Today, frankincense and myrrh are burned as an incense in religious ceremonies around the world, just as they wereused as a “fragrant blend” in such ceremonies by the Israelites (Ex. 30:34-35).
These gum resins, produced by trees on the Arabian Peninsula and in India, were transported over great distances to meet the demand. The caravan to which Joseph was sold was carrying “spices, balm, and myrrh … down to Egypt” (Gen. 37:25). Because of high transportation and production costs, they were very expensive and thus appropriate to be given as gifts, along with gold, by the Magi to Him who was “born king of the Jews” (Mt. 2:1,11).
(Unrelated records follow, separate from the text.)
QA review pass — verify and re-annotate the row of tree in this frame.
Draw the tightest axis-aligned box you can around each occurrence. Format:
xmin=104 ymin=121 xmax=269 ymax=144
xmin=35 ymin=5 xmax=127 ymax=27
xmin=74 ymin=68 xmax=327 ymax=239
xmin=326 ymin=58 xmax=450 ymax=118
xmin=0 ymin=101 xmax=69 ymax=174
These aromatic resins were obtained by cutting gashes into the trees and then collecting the liquid resin that oozed out of the wounds. The tree itself reminds us of the body of Christ given for us; the resin that oozes out pictures His blood shed for us; and the burning of these spices pictures “the golden bowls of incense, which are the prayers of the saints” (Rev. 5:8) rising in worship. We can now see that the way they were obtained made them especially suitable for worship because they spoke of Christ who “gave Himself up for us as a fragrant offering and sacrifice to God” (Eph. 5:2).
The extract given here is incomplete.